Quick Chicken and Dumplings image

This is the perfect soup for when you're craving chicken and dumplings, but not quite up to the task of making the traditional dish. Store-bought rotisserie chicken and gnocchi live their best lives here, simmered in a comforting broth of chicken stock and heavy cream seasoned with rosemary and thyme. Leeks, carrots and celery are standard, but butternut squash, parsnips, mushrooms, fennel or shallots are worthy additions.

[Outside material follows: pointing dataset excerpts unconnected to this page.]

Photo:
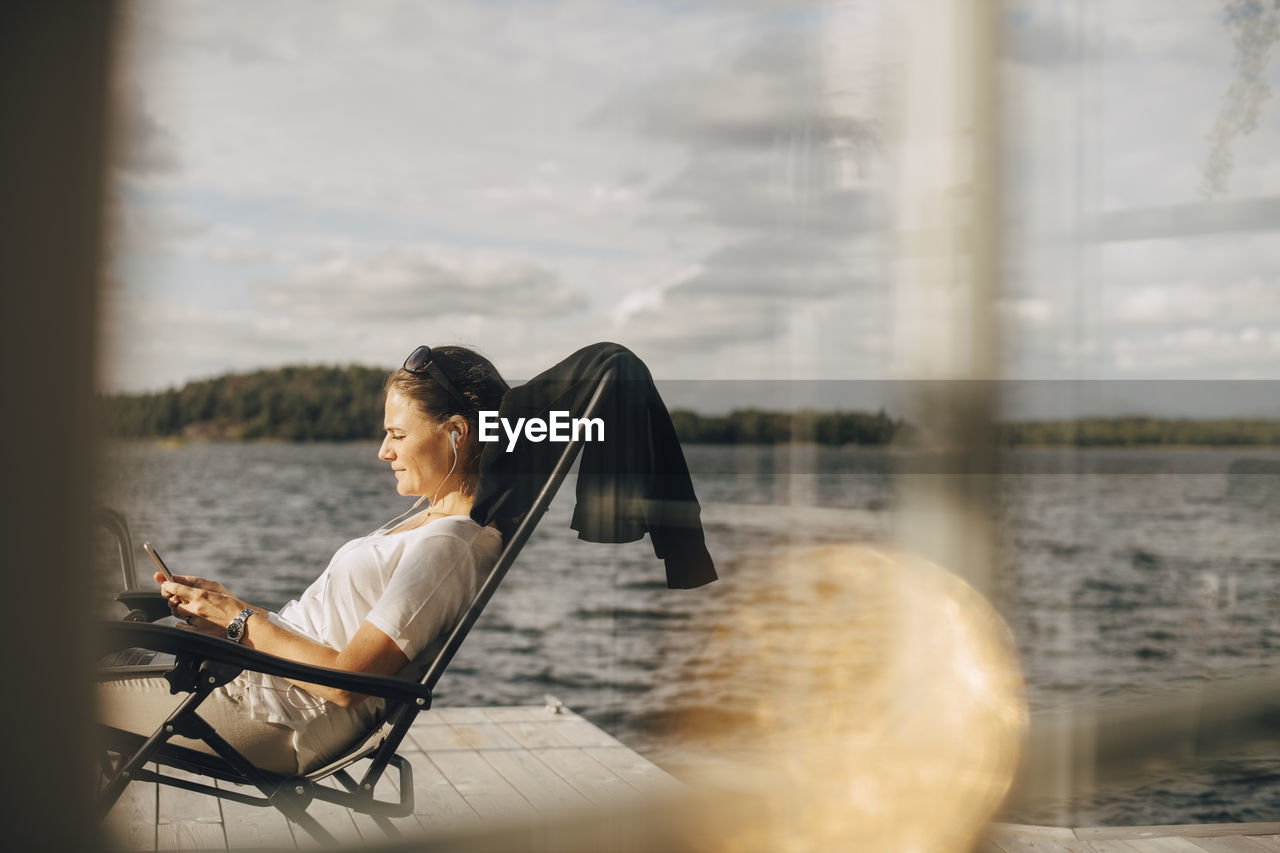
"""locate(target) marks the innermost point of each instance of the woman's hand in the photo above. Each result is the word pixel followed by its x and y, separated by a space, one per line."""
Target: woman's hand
pixel 205 605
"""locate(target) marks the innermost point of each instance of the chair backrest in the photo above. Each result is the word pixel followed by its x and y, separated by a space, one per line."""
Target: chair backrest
pixel 515 542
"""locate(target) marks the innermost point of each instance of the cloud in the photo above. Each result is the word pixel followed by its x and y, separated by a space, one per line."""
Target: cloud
pixel 410 282
pixel 772 90
pixel 144 146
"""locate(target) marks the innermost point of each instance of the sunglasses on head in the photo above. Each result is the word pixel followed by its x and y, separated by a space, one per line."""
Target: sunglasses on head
pixel 421 363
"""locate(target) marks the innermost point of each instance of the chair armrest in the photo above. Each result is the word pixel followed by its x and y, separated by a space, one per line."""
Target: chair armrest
pixel 149 601
pixel 182 642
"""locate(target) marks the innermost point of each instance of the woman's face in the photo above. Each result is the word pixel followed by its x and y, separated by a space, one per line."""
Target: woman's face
pixel 416 446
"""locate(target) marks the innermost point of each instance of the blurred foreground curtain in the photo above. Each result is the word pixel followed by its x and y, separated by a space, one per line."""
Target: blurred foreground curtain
pixel 54 104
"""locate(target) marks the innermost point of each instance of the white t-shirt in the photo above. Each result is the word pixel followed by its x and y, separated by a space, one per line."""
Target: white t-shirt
pixel 411 585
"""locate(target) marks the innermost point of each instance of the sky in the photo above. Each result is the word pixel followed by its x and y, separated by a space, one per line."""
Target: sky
pixel 708 183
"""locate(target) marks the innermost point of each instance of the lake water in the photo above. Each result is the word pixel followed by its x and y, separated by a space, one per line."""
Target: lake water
pixel 1120 571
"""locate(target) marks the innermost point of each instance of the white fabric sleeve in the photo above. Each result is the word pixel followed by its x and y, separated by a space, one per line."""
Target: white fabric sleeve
pixel 426 592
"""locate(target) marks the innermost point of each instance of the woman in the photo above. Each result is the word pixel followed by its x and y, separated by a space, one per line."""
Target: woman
pixel 376 607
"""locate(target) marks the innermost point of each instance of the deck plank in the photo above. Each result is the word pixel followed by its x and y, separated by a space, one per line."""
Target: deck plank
pixel 586 775
pixel 132 821
pixel 254 826
pixel 1230 844
pixel 1165 844
pixel 437 804
pixel 536 783
pixel 631 767
pixel 1180 830
pixel 187 820
pixel 334 819
pixel 481 787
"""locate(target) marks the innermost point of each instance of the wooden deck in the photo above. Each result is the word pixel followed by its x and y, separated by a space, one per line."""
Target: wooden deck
pixel 484 766
pixel 1200 838
pixel 471 766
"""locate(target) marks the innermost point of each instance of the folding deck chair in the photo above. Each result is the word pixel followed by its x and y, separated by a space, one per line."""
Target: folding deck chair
pixel 206 662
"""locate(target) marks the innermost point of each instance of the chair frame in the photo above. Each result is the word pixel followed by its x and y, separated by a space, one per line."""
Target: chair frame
pixel 205 664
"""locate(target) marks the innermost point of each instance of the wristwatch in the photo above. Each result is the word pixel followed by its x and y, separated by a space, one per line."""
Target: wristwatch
pixel 236 629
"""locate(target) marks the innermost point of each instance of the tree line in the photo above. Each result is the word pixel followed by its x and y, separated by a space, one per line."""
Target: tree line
pixel 344 404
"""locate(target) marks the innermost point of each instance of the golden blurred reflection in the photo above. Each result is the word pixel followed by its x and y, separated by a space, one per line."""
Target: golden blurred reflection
pixel 888 707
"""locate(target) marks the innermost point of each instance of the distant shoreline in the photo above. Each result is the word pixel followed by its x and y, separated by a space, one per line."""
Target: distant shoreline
pixel 307 404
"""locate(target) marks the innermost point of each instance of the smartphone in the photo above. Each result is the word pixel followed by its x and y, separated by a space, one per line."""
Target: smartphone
pixel 155 559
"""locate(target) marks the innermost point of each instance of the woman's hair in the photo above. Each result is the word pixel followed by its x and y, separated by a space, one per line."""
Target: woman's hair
pixel 475 378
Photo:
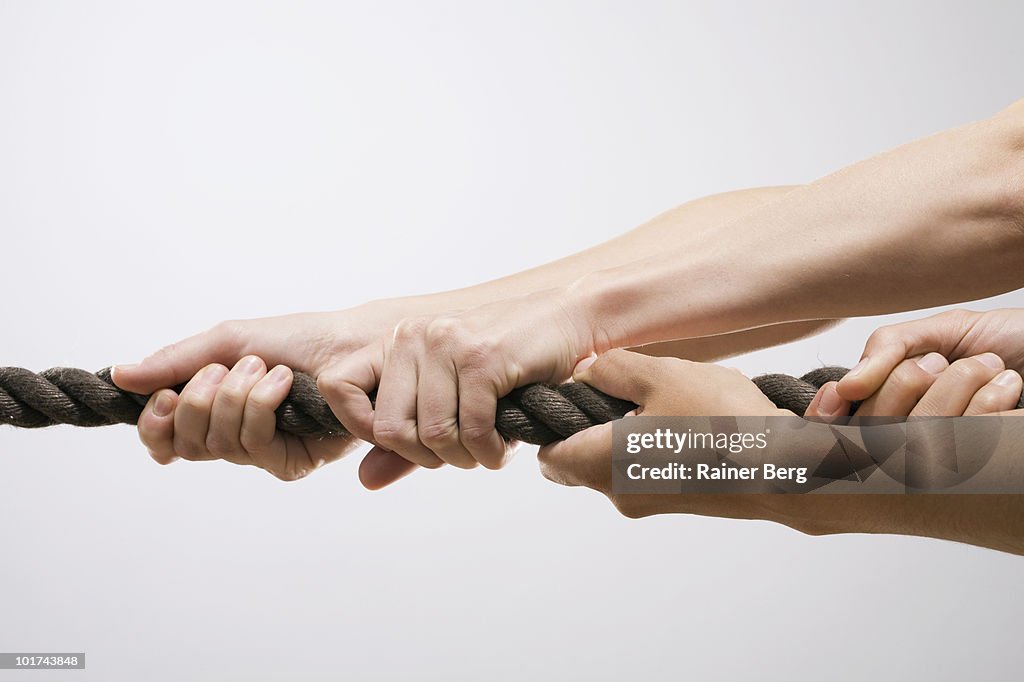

Simply sauté your aromatics and vegetables, simmer with some chicken stock and cream, stir in the chicken and gnocchi, and dinner is done in 20 minutes from start to finish.

Provided by Alexa Weibel

Categories     dinner, quick, weekday, poultry, soups and stews, main course

Time 20m

Yield 4 to 6 servings (about 9 cups)

Number Of Ingredients 15

3 tablespoons unsalted butter
2 medium carrots or 8 ounces butternut squash, peeled and chopped into 1/2-inch pieces (about 1 cup)
1 medium leek, trimmed, white and pale green portion halved lengthwise and thinly sliced (about 1 cup)
2 medium celery stalks, peeled and sliced 1/2-inch thick (about 2/3 cup)
3 garlic cloves, finely chopped
1 tablespoon finely chopped fresh rosemary
2 teaspoons fresh thyme leaves
1 teaspoon poultry seasoning (optional)
Kosher salt and black pepper
3 tablespoons all-purpose flour
5 cups chicken stock
1 cup heavy cream
1 (16-ounce) package fresh or shelf-stable store-bought gnocchi
1/2 small (3-pound) store-bought rotisserie chicken, skin and bones discarded, meat torn into bite-size pieces (about 2 cups shredded meat)
Fresh tarragon, parsley or dill, for garnish

Steps:

  • In a large pot, melt the butter over medium. Add the carrots, leek, celery, garlic, rosemary, thyme and poultry seasoning, if using. Season generously with salt and pepper, and cook, stirring occasionally, until vegetables are slightly softened, about 5 minutes.
  • Sprinkle with the flour, then cook, stirring, 2 minutes. (This cooks the flour to soften its raw flavor.) Gradually stir in the stock and cream, and bring to a boil over high heat.
  • Once the mixture boils, stir in the gnocchi, reduce the heat to medium and cook until gnocchi and vegetables are tender, about 5 minutes. Stir in the chicken in the last couple of minutes. Season to taste with salt and pepper. Divide among bowls and top with fresh tarragon and more black pepper, if desired.